O missionário, natural do Louriçal, agredido à catanada
                  em Moçambique, está fora de perigo, mas completamente
                  cego, confirmou ao DIÁRIO AS BEIRAS, o seu irmão,
                padre António.
                O padre António Gonçalves, de 75 anos, irmão
                  do missionário João, de 78 anos, era a imagem
                  da angústia, ontem à tarde no lugar de Santo
                  António, Louriçal, Pombal, onde falou com à nossa
                  reportagem. É ele o chefe da Missão da Boa Nova,
                  instalada há 21 anos no distrito de Chiúre, Norte
                  de Moçambique. Foi aí que o seu irmão
                  de sangue e de fé ficou gravemente ferido num assalto
                  levado a cabo por, pelo menos, dois homens à casa paroquial
                  onde vivem, de que resultou também a morte do guarda
                  da habitação. 
                  O pároco deslocou-se a Portugal há dois meses
                  para uma intervenção cirúrgica devido
                  a glaucoma, que continua a aguardar no Hospital da Figueira
                  da Foz. Para trás deixou João Gonçalves
                  e o colega padre José Marques, actualmente a viver sozinho
                  na casa paroquial, motivo de grande preocupação,
                  atendendo a que “os assaltos para roubar as placas solares
                  se têm repetido com muita frequência desde Novembro
                  do ano passado”. Aliás, foi esse o móbil
                  do crime ocorrido no dia 14 de Março, tal como já havia
                  acontecido anteriormente, num total de 15 painéis solares
                  roubados do cimo da habitação e também
                  do telhado da igreja de Chiúre.
                  Entretanto, a polícia moçambicana anunciou que
                  deteve ontem dois suspeitos do ataque. Nássimo Acimo,
                  procurador da República naquele distrito moçambicano,
                  onde se localiza a missão atacada sexta-feira, adiantou
                  que “mais indivíduos poderão estar sob
                  custódia policial em breve, logo que o juiz de instrução
                  criminal legalize a sua prisão”.
                “
                  Os elementos que recolhemos no local do crime indiciam a participação
                  de outras pessoas no crime em que morreu o nosso concidadão
                  e foi também atacado o padre Gonçalves”,
                  afirmou.
                  João Gonçalves, 78 anos, é conhecido como
                  padre, mas é o próprio irmão que o nega,
                  explicando que “é um leigo da mesma sociedade
                  missionária”, com os mesmos princípios
                  e valores, que ajudava no serviço religioso, na horta
                  e na criação de animais. Agora, encontra-se internado
                  no Hospital Central de Maputo, onde deverá ser submetido
                  a novas intervenções cirúrgicas, devido
                  aos diversos cortes a cabeça e nos braços, um
                  deles fracturado. Já anteriormente cego de um olho,
                  ficou totalmente invisual depois de um dos golpes de catana
                  ter atingido fatalmente a outra vista. Nos contactos telefónicos
                  com o irmão em Portugal, a vítima relatou que
                  os médicos afirmam que a única solução
                  possível seria um transplante, o que é inviável
                  em Moçambique.
                  Daquela noite, João Gonçalves recordou à Lusa
                  que “o guarda sentiu-os lá em cima no terraço.
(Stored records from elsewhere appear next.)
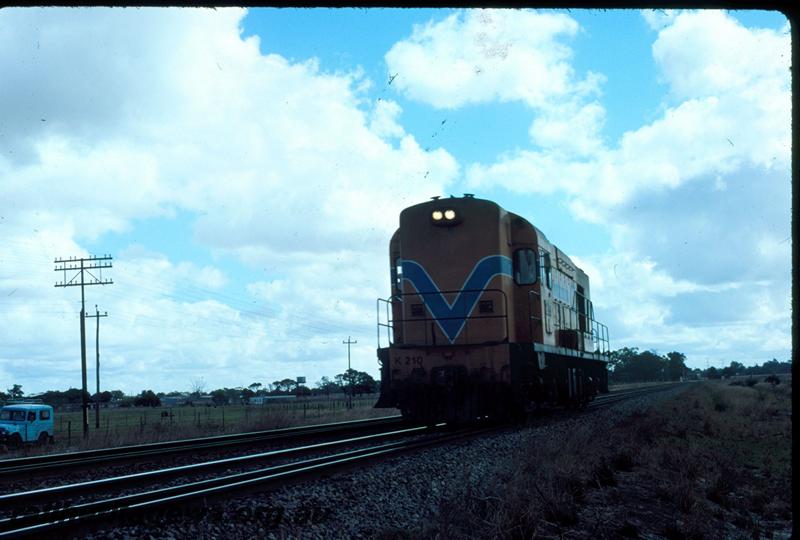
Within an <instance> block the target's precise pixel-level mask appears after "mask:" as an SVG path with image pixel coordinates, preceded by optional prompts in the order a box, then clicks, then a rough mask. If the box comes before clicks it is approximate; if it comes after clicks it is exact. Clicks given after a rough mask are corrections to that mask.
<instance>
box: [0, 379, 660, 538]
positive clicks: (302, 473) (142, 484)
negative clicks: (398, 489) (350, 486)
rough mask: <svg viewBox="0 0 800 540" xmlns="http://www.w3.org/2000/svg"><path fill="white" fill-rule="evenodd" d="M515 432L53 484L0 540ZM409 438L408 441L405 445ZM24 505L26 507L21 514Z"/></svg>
mask: <svg viewBox="0 0 800 540" xmlns="http://www.w3.org/2000/svg"><path fill="white" fill-rule="evenodd" d="M672 387H674V385H665V386H658V387H646V388H640V389H635V390H627V391H624V392H615V393H612V394H606V395H603V396H600V397H598V399H596V400H595V401H594V402H592V403H591V404H590V405H589V407H588V409H590V410H595V409H598V408H603V407H606V406H609V405H611V404H612V403H615V402H618V401H622V400H625V399H630V398H632V397H636V396H640V395H644V394H649V393H654V392H657V391H662V390H665V389H669V388H672ZM507 429H514V426H510V425H508V424H496V423H495V424H492V423H483V424H477V425H473V426H469V427H464V428H457V429H448V428H447V427H446V426H444V425H441V424H440V425H438V426H434V427H426V426H417V427H410V428H405V429H396V430H391V431H386V432H382V433H376V434H370V435H363V436H360V437H348V438H345V439H340V440H335V441H328V442H323V443H318V444H313V445H305V446H299V447H295V448H288V449H282V450H274V451H271V452H262V453H259V454H253V455H248V456H239V457H235V458H228V459H224V460H214V461H210V462H203V463H197V464H193V465H187V466H180V467H171V468H166V469H157V470H153V471H147V472H143V473H136V474H131V475H123V476H118V477H112V478H105V479H101V480H95V481H90V482H83V483H78V484H70V485H66V486H56V487H53V488H44V489H39V490H32V491H28V492H21V493H12V494H7V495H3V496H0V507H2V506H4V507H7V508H11V507H17V508H20V509H21V510H22V512H19V513H17V514H16V515H13V516H10V517H4V518H2V519H0V538H12V537H27V536H43V535H51V534H57V533H58V532H59V531H60V532H62V533H65V532H67V531H68V532H69V533H70V534H77V533H78V531H81V530H88V529H90V528H91V527H92V526H94V525H95V524H97V523H100V522H112V521H113V522H115V523H119V522H124V521H128V520H135V519H137V518H138V517H140V516H142V515H148V514H150V513H153V512H155V511H157V510H159V509H163V508H165V507H170V508H172V507H175V506H179V505H185V504H189V503H191V502H196V501H198V500H202V501H203V502H204V503H208V502H209V501H210V500H214V499H216V498H219V497H224V496H227V495H229V494H231V493H234V492H235V493H237V494H241V493H243V492H245V493H246V492H249V491H258V490H262V489H264V487H265V486H267V485H269V486H271V487H274V486H275V485H281V484H283V483H288V482H295V481H299V480H301V479H303V478H308V477H319V476H320V475H323V474H330V473H332V472H334V471H336V470H339V469H342V468H346V467H352V466H354V465H356V464H360V463H364V462H366V461H369V460H374V459H381V458H387V457H389V456H393V455H403V454H404V453H407V452H410V451H416V450H419V449H422V448H425V447H431V446H434V445H441V444H446V443H450V442H455V441H458V440H464V439H466V438H470V437H477V436H482V435H486V434H488V433H492V432H498V431H501V430H507ZM411 436H413V437H414V438H411V439H408V437H411ZM398 437H401V438H402V437H406V439H404V440H399V441H388V442H386V439H391V438H398ZM355 444H361V445H364V446H360V447H358V448H355V449H353V448H346V449H343V450H339V451H335V452H333V453H330V454H327V455H322V456H319V455H316V456H313V457H308V458H304V459H298V460H297V461H293V462H289V463H282V464H277V465H269V466H266V467H259V468H255V469H253V470H248V471H245V472H238V473H233V474H223V475H221V476H215V477H211V478H204V479H201V480H196V479H195V480H188V481H186V482H183V483H180V484H177V485H173V486H168V487H164V486H163V481H164V480H166V479H167V478H171V477H176V476H183V475H191V474H194V475H196V474H198V473H208V472H210V471H214V470H219V469H223V468H230V467H232V466H240V465H243V464H257V463H259V462H261V461H264V460H269V459H276V458H287V457H297V456H301V455H305V454H308V453H311V452H319V451H330V450H332V449H336V448H337V447H341V446H352V445H355ZM159 482H160V483H161V485H156V487H151V488H148V489H145V490H143V491H139V492H136V493H132V494H124V495H119V494H118V495H113V494H112V495H111V496H110V497H108V498H104V499H99V500H93V501H88V502H83V501H76V502H74V503H72V504H69V503H68V502H67V501H69V500H70V499H74V498H75V497H77V496H80V495H83V494H87V493H92V494H94V493H97V492H98V491H117V492H119V491H120V490H123V489H129V488H133V487H139V486H142V485H146V484H147V483H149V484H153V483H159ZM53 501H60V502H61V503H66V504H62V505H60V506H58V507H55V508H53V507H52V504H51V506H50V507H48V506H47V504H48V503H52V502H53ZM26 507H27V508H26Z"/></svg>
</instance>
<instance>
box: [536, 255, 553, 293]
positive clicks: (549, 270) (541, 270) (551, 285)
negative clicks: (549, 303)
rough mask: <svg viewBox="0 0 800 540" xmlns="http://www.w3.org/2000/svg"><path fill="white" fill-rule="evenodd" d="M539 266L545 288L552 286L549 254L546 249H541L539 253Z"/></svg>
mask: <svg viewBox="0 0 800 540" xmlns="http://www.w3.org/2000/svg"><path fill="white" fill-rule="evenodd" d="M539 266H540V269H539V273H540V274H541V275H542V276H543V277H544V282H545V284H546V285H547V288H548V289H551V288H553V283H552V281H551V279H550V254H549V253H547V252H546V251H542V252H540V254H539Z"/></svg>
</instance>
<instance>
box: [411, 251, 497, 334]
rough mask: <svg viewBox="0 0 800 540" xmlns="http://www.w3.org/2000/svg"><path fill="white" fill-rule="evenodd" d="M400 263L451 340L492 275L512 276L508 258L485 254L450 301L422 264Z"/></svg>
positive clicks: (428, 306)
mask: <svg viewBox="0 0 800 540" xmlns="http://www.w3.org/2000/svg"><path fill="white" fill-rule="evenodd" d="M401 264H402V268H403V279H404V280H407V281H409V282H410V283H411V284H412V285H413V286H414V288H415V289H416V290H417V292H418V293H420V295H421V296H422V301H423V302H424V303H425V306H426V307H427V308H428V311H430V313H431V314H432V315H433V318H434V319H436V324H438V325H439V328H440V329H441V330H442V332H443V333H444V335H446V336H447V339H449V340H450V343H453V342H454V341H455V340H456V338H457V337H458V335H459V334H460V333H461V331H462V330H463V329H464V325H465V324H466V322H467V317H469V314H470V313H472V310H473V309H475V304H477V303H478V298H480V296H481V294H482V291H483V289H484V288H485V287H486V285H488V284H489V282H490V281H491V280H492V278H493V277H495V276H508V277H513V265H512V263H511V259H509V258H508V257H506V256H504V255H490V256H488V257H484V258H483V259H481V260H480V261H478V262H477V263H476V264H475V267H474V268H473V269H472V272H470V274H469V276H468V277H467V280H466V281H465V282H464V285H463V286H462V287H461V290H460V292H459V293H458V295H457V296H456V298H455V300H454V301H453V303H452V304H450V303H449V302H448V301H447V300H446V299H445V297H444V295H443V294H442V293H441V290H440V289H439V287H437V286H436V284H435V283H434V282H433V279H431V277H430V275H428V272H426V271H425V268H424V267H423V266H422V265H421V264H419V263H418V262H416V261H412V260H408V259H404V260H403V261H402V263H401Z"/></svg>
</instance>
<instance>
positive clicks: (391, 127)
mask: <svg viewBox="0 0 800 540" xmlns="http://www.w3.org/2000/svg"><path fill="white" fill-rule="evenodd" d="M245 13H246V12H245V10H242V9H221V10H205V9H136V10H130V9H125V10H123V9H105V8H97V9H9V10H3V11H2V13H0V45H1V46H0V72H2V73H3V74H4V79H3V84H2V85H0V117H1V118H3V126H2V128H0V184H1V185H2V192H3V198H2V199H0V216H2V221H0V226H2V227H3V233H4V235H3V236H4V246H10V247H0V254H2V255H3V256H8V257H9V258H6V259H3V260H4V261H8V260H20V261H22V260H23V259H25V260H24V262H25V266H24V268H25V269H26V270H20V269H17V270H18V271H22V272H25V271H28V272H29V277H30V279H22V278H19V277H18V275H19V274H18V272H14V273H13V275H11V276H5V275H3V276H0V285H2V287H0V295H3V294H5V295H7V294H9V293H13V294H12V296H11V298H15V297H16V298H15V300H14V302H15V303H13V304H11V306H12V307H11V308H9V309H6V310H4V311H2V312H0V328H3V330H0V342H1V343H5V344H8V345H6V347H4V348H2V349H0V357H2V362H3V363H4V364H6V363H8V364H9V365H12V366H15V367H14V368H12V369H10V370H9V375H8V376H9V378H13V379H14V380H15V381H18V382H20V383H24V386H25V388H26V390H28V391H33V390H44V389H46V388H61V387H63V386H64V381H70V380H74V377H73V375H74V373H75V369H74V368H75V365H74V364H75V348H76V345H77V339H76V336H75V335H74V334H75V333H76V332H75V330H76V329H77V323H76V322H75V320H74V319H75V318H76V316H77V315H76V314H77V309H76V308H75V301H74V295H68V294H64V293H63V291H62V290H56V291H52V290H49V289H48V292H47V294H44V293H41V291H42V290H43V289H46V288H48V287H49V288H50V289H52V283H51V282H52V281H54V279H55V277H56V276H53V275H50V274H52V273H53V272H52V267H51V266H52V265H51V262H52V259H53V257H54V256H62V255H79V254H82V253H85V250H84V249H82V248H81V245H80V244H81V243H82V242H87V241H96V239H98V238H100V237H101V236H102V235H103V234H105V233H109V232H126V231H128V232H129V231H131V230H133V229H132V228H133V227H134V226H135V224H136V223H138V221H140V220H146V219H147V218H153V217H159V218H169V217H172V216H176V215H180V216H182V217H181V218H180V219H183V220H185V219H187V218H186V217H185V216H190V218H191V217H193V216H197V219H196V222H194V224H193V227H194V238H193V241H194V242H195V243H197V244H199V245H200V246H203V247H205V248H210V249H211V250H212V251H213V252H214V254H215V255H217V256H219V257H230V256H234V257H236V258H238V259H239V260H240V261H242V262H244V263H245V264H247V265H250V268H257V267H256V266H253V265H255V264H264V267H266V266H268V264H272V265H274V264H275V261H277V260H279V261H280V263H279V268H277V269H275V270H274V272H275V273H276V274H277V275H278V276H279V277H278V279H279V283H280V288H281V290H282V291H284V292H290V293H291V294H292V295H294V296H293V297H288V296H285V295H284V296H282V297H281V301H282V302H286V304H287V305H290V306H291V307H290V308H287V309H286V310H277V311H275V310H274V309H273V308H274V306H273V305H271V304H270V303H269V302H265V301H266V300H267V298H266V297H264V296H263V295H262V298H261V299H260V300H259V299H258V298H254V297H250V296H247V295H246V294H244V293H236V294H233V295H231V293H228V292H225V290H226V289H227V287H226V286H230V285H231V284H232V283H233V278H232V277H231V276H228V275H225V274H224V273H223V272H222V271H221V269H219V268H215V267H212V266H203V265H199V266H198V265H196V264H194V263H189V262H186V261H183V262H182V261H181V259H182V256H181V254H180V253H171V254H170V256H169V258H167V257H165V256H163V255H159V254H154V253H148V252H147V251H146V250H142V249H140V248H137V247H136V246H133V247H132V248H131V249H130V250H128V251H127V252H124V253H121V254H118V256H117V257H115V262H114V271H112V274H111V275H112V277H113V278H114V279H115V284H114V285H113V286H111V287H107V288H104V289H103V294H102V298H103V299H104V300H103V302H102V304H103V305H101V306H100V307H101V309H107V310H108V311H109V319H108V321H106V320H104V321H103V322H104V323H106V322H107V329H105V330H103V333H104V336H105V337H104V339H103V343H104V344H107V345H105V346H104V347H105V351H104V354H105V355H106V358H107V360H106V363H105V364H104V365H106V366H108V369H109V372H108V375H107V377H106V379H105V380H106V382H107V383H108V384H109V385H111V387H121V388H123V389H125V390H129V391H139V390H141V388H144V387H153V388H154V389H155V390H170V389H174V388H185V387H186V386H187V385H188V381H190V380H194V379H197V378H199V377H200V376H205V378H206V380H213V381H215V382H214V384H215V385H220V386H221V385H228V386H234V385H237V384H247V383H249V382H251V381H244V380H241V379H242V377H247V378H250V377H251V375H253V374H261V375H259V377H262V376H263V378H269V377H270V376H274V377H275V378H283V377H286V376H294V375H296V374H298V373H297V372H298V371H301V370H304V373H305V374H306V375H308V376H309V377H310V380H311V381H312V382H313V381H314V380H316V379H315V377H319V376H321V375H325V374H327V375H330V374H331V373H334V372H340V371H341V370H343V369H344V368H343V366H341V365H340V363H339V362H338V361H334V360H332V359H334V358H337V359H338V358H339V357H340V356H341V349H342V348H341V345H340V344H339V342H338V341H340V340H338V341H336V340H331V339H330V338H327V340H323V339H321V337H320V335H318V334H319V333H322V334H325V333H326V332H327V333H330V332H337V337H341V336H338V334H345V335H346V333H347V331H348V330H349V331H352V332H355V331H356V330H358V331H362V330H363V329H364V328H365V327H366V326H369V330H370V331H369V333H368V334H367V335H365V336H364V337H365V339H367V340H370V339H371V338H372V336H373V335H374V334H373V332H374V327H373V324H374V298H375V297H376V296H378V295H379V294H380V290H382V288H381V287H380V285H382V284H384V282H385V281H387V280H388V277H385V274H386V273H387V272H386V268H385V265H384V262H385V261H384V259H385V257H386V255H385V251H386V248H385V246H386V243H387V241H388V238H389V236H390V234H391V232H392V231H393V229H394V228H395V227H396V224H397V223H396V220H397V215H398V213H399V211H400V209H402V208H404V207H405V206H408V205H409V204H411V203H416V202H418V201H419V200H424V199H426V198H427V197H429V196H430V195H431V194H436V193H441V192H443V191H444V190H445V186H447V185H448V184H449V183H450V182H451V181H452V180H453V179H454V178H455V176H456V174H457V173H458V165H457V163H456V162H455V160H454V159H453V158H452V156H450V154H448V153H447V152H446V151H445V150H443V149H433V150H431V151H424V150H422V148H421V147H420V145H419V144H418V142H417V141H416V140H415V139H414V137H413V136H412V135H409V134H407V133H406V132H405V131H404V130H403V128H402V127H401V126H400V124H399V122H398V118H399V114H400V112H401V111H400V107H399V105H398V104H397V103H395V102H385V101H379V102H378V103H376V104H372V103H370V101H369V100H368V99H367V96H366V94H365V91H366V90H367V89H368V88H369V87H370V84H371V81H369V80H368V79H366V78H365V77H364V74H363V70H361V69H358V68H354V69H353V70H352V71H350V72H344V73H335V74H332V73H328V72H325V71H324V70H323V68H322V67H321V66H320V63H319V62H318V61H317V60H316V59H308V60H305V61H299V62H292V61H289V60H287V59H286V58H284V57H282V56H280V55H277V54H269V53H267V54H262V53H261V51H260V45H261V44H260V42H259V40H258V38H255V37H250V38H247V39H243V38H242V35H241V20H242V17H244V15H245ZM176 219H177V218H176ZM33 229H37V230H38V232H37V233H36V236H32V230H33ZM5 233H7V234H5ZM31 238H34V239H35V240H34V241H31ZM6 239H7V240H8V241H7V242H6ZM19 245H22V246H24V247H25V249H28V250H34V251H35V252H36V254H37V257H39V259H37V261H39V263H41V267H39V266H36V265H35V264H34V262H33V259H26V256H25V255H24V253H26V252H20V251H14V248H13V246H19ZM275 254H280V256H279V257H273V255H275ZM342 254H343V255H342ZM340 255H342V256H343V257H344V259H346V260H347V261H348V262H347V265H350V266H352V267H353V269H354V271H352V272H350V271H348V270H347V268H342V267H341V265H340V264H339V263H337V261H336V257H337V256H340ZM366 260H375V261H380V268H379V269H377V267H376V268H372V267H370V272H367V270H365V268H366V267H367V265H365V264H364V262H363V261H366ZM39 263H37V264H39ZM376 265H377V263H376ZM373 270H375V273H372V271H373ZM167 276H168V277H167ZM21 279H22V281H24V283H19V281H20V280H21ZM347 280H352V281H347ZM42 283H46V285H45V286H44V287H43V286H42ZM241 285H244V284H241ZM254 287H255V288H253V289H252V291H254V292H259V291H260V289H259V287H257V286H254ZM15 288H16V291H15V290H14V289H15ZM17 295H19V296H17ZM37 295H40V296H41V297H42V298H43V300H42V301H43V302H45V304H42V306H41V307H40V309H43V310H44V309H50V310H51V309H53V306H54V305H57V306H58V309H57V311H58V314H55V313H50V314H49V315H48V316H47V317H46V318H45V319H43V320H39V321H36V323H35V324H34V323H33V322H31V323H30V324H28V323H25V324H23V325H20V324H18V323H19V321H29V320H30V316H29V315H26V313H27V312H26V309H30V308H28V307H23V306H25V305H26V303H27V302H28V301H30V300H31V299H33V298H36V297H37ZM90 298H97V296H94V295H92V296H91V297H90ZM208 298H212V300H208ZM298 299H300V300H298ZM54 302H57V304H54ZM254 302H255V303H254ZM73 323H74V324H73ZM37 324H38V325H41V326H40V327H42V328H58V332H55V333H52V334H49V335H48V338H47V340H46V342H43V343H42V345H41V346H40V347H38V348H37V345H36V341H37V339H38V337H39V336H40V335H41V332H40V331H37V330H36V329H35V328H39V326H36V325H37ZM12 328H13V329H14V330H13V332H12V330H11V329H12ZM20 332H22V334H20ZM20 336H28V337H25V338H24V339H23V338H22V337H20ZM48 351H49V352H48ZM53 351H58V352H56V353H53ZM276 351H280V352H278V353H276ZM26 355H28V357H30V355H35V356H36V358H37V361H38V362H47V365H48V367H49V368H50V373H52V376H51V377H43V376H41V374H40V373H38V372H37V373H36V374H33V373H31V372H29V371H28V370H26V369H25V368H24V367H23V366H22V365H20V363H19V358H21V357H22V356H26ZM353 364H354V367H357V368H359V369H362V370H369V371H371V372H372V373H373V374H376V369H377V362H376V360H375V357H374V348H373V347H372V346H371V345H369V346H368V345H367V343H365V344H364V346H363V348H356V349H355V350H354V355H353ZM156 373H158V374H160V375H159V378H155V376H154V374H156ZM123 374H125V375H123ZM78 380H79V379H78ZM71 384H73V385H74V384H77V381H75V382H73V383H71ZM115 385H116V386H115Z"/></svg>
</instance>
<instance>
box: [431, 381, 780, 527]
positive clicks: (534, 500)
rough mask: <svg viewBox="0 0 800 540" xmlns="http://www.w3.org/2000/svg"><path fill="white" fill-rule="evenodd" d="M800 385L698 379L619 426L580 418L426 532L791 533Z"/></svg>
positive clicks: (451, 510) (466, 498)
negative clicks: (793, 480)
mask: <svg viewBox="0 0 800 540" xmlns="http://www.w3.org/2000/svg"><path fill="white" fill-rule="evenodd" d="M791 393H792V392H791V386H790V385H789V384H786V382H784V383H783V384H778V385H776V386H773V385H770V384H767V383H763V382H759V383H758V384H756V385H754V386H746V385H744V386H731V385H730V384H729V383H727V382H720V383H695V384H692V385H690V386H689V387H688V388H687V389H686V391H684V392H681V393H680V394H679V395H677V396H675V397H673V398H671V399H668V400H666V401H663V402H660V403H659V404H658V405H656V406H654V407H650V408H646V409H643V410H641V411H636V412H634V414H633V415H631V416H628V417H626V418H624V419H621V420H618V421H616V422H615V424H614V425H613V426H612V427H611V429H609V427H608V426H603V425H602V423H595V422H585V423H579V424H577V427H576V429H575V430H574V431H572V432H571V433H569V434H568V435H567V436H566V437H564V438H560V439H559V440H550V441H545V442H544V443H542V441H541V439H538V440H536V441H535V445H531V446H528V447H526V448H520V450H519V452H517V453H516V455H514V456H511V457H509V458H508V459H507V460H504V461H503V464H504V465H501V466H499V467H498V474H497V475H496V478H497V480H496V482H495V483H493V484H491V485H488V486H487V485H483V486H468V489H467V493H466V496H464V495H463V494H461V495H460V496H459V497H458V498H455V497H454V498H452V499H451V500H449V501H448V503H446V504H444V505H443V506H442V508H441V510H440V512H439V517H438V519H437V520H434V521H432V522H431V523H429V525H428V527H427V530H425V531H424V534H425V536H438V537H440V538H441V537H444V538H455V537H470V538H484V537H492V538H532V537H533V538H536V537H543V538H619V537H628V538H663V537H666V538H789V537H790V536H791V534H792V490H791V435H792V424H791ZM531 442H532V443H533V441H531ZM503 471H506V472H503Z"/></svg>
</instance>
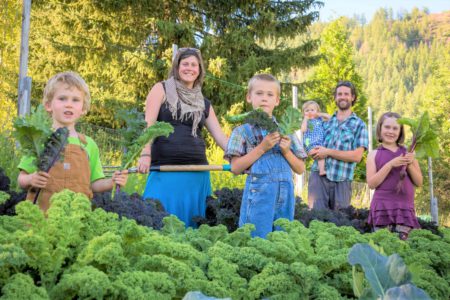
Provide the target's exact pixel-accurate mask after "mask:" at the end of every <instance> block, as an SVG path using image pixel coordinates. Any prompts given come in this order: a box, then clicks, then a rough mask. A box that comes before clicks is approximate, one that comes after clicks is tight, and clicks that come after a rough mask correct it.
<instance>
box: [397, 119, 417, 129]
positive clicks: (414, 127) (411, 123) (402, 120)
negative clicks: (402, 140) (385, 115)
mask: <svg viewBox="0 0 450 300" xmlns="http://www.w3.org/2000/svg"><path fill="white" fill-rule="evenodd" d="M397 123H398V124H402V125H408V126H409V127H411V129H412V130H413V131H414V130H416V129H417V121H416V120H413V119H409V118H400V119H398V120H397Z"/></svg>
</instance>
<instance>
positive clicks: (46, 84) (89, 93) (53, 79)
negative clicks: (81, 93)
mask: <svg viewBox="0 0 450 300" xmlns="http://www.w3.org/2000/svg"><path fill="white" fill-rule="evenodd" d="M59 83H64V84H67V85H68V86H69V87H76V88H77V89H79V90H80V91H81V92H82V93H83V94H84V97H83V110H84V111H85V112H88V111H89V108H90V107H91V94H90V93H89V87H88V86H87V84H86V82H85V81H84V79H83V78H81V76H80V75H78V73H75V72H72V71H68V72H62V73H58V74H56V75H55V76H53V77H52V78H50V79H49V80H48V81H47V84H46V85H45V89H44V97H43V99H42V104H43V105H45V104H46V103H48V102H51V101H52V99H53V96H54V95H55V91H56V87H57V85H58V84H59Z"/></svg>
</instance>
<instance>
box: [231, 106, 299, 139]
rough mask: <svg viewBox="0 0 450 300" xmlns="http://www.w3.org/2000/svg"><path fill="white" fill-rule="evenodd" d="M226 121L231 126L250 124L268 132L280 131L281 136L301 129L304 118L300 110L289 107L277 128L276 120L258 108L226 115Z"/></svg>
mask: <svg viewBox="0 0 450 300" xmlns="http://www.w3.org/2000/svg"><path fill="white" fill-rule="evenodd" d="M225 120H226V121H227V122H228V123H231V124H243V123H248V124H251V125H254V126H259V127H261V128H263V129H265V130H267V131H268V132H274V131H279V132H280V134H281V135H290V134H293V133H294V132H295V131H297V130H299V129H300V126H301V121H302V116H301V113H300V111H299V110H298V109H296V108H294V107H288V108H286V110H285V111H284V113H283V115H282V116H281V118H280V120H279V124H278V126H277V124H276V123H275V122H274V120H273V119H272V118H271V117H269V115H268V114H267V113H266V112H264V111H263V110H262V109H261V108H257V109H255V110H252V111H249V112H246V113H243V114H239V115H234V116H230V115H226V116H225Z"/></svg>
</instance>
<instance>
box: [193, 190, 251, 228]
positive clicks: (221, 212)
mask: <svg viewBox="0 0 450 300" xmlns="http://www.w3.org/2000/svg"><path fill="white" fill-rule="evenodd" d="M242 192H243V191H242V190H241V189H237V188H234V189H229V188H223V189H221V190H217V191H215V192H214V195H215V198H213V197H208V199H207V200H206V215H205V217H200V216H197V217H194V218H193V221H194V222H196V223H197V224H198V225H202V224H207V225H209V226H215V225H219V224H222V225H225V226H226V227H227V229H228V231H229V232H233V231H235V230H236V229H237V228H238V222H239V212H240V208H241V201H242Z"/></svg>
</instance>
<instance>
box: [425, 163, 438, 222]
mask: <svg viewBox="0 0 450 300" xmlns="http://www.w3.org/2000/svg"><path fill="white" fill-rule="evenodd" d="M428 178H429V180H430V211H431V218H432V220H433V222H434V223H435V224H436V225H438V224H439V217H438V203H437V198H436V197H434V192H433V165H432V160H431V157H428Z"/></svg>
                  Foi lá e foi apanhado por um bandido. Eu não
                  tive coragem de o deixar sozinho e fui acudir, mas não
                  acudi nada”. O guarda foi entretanto lançado do
                  alto do telhado para o solo, ficando gravemente ferido, vindo
                  a morrer no dia seguinte. O irmão, em Portugal, garante
                  que irá regressar, assim que esteja restabelecido da
                  intervenção cirúrgica prevista. Os olhos
                  são, aliás, um órgão especialmente
                  vulnerável entre a família Gonçalves da
                  povoação de Santo António, uma vez que
                  um outro irmão, de 81 anos, também já foi
                  operado e a irmã mais velha, de 84 anos, está completamente
                  cega devido ao glaucoma. 
                  O pároco explicou que é missionário em
                  Moçambique desde 1967, tendo recebido João em
                  1987. “Passei grandes dificuldades com as perseguições,
                  depois com a guerra e agora os ladrões, para além
                  da hostilidade política, que também não
                  falta”, lamenta o religioso, queixando-se de que já várias
                  vezes havia pedido mais segurança à polícia
                  local, sem resultados práticos. Quanto ao estado de
                  saúde do irmão, internado em Maputo, reconhece
                  que “é uma vida que se transforma para um homem
                  que deixou de ver, o que é um sofrimento muito pesado”.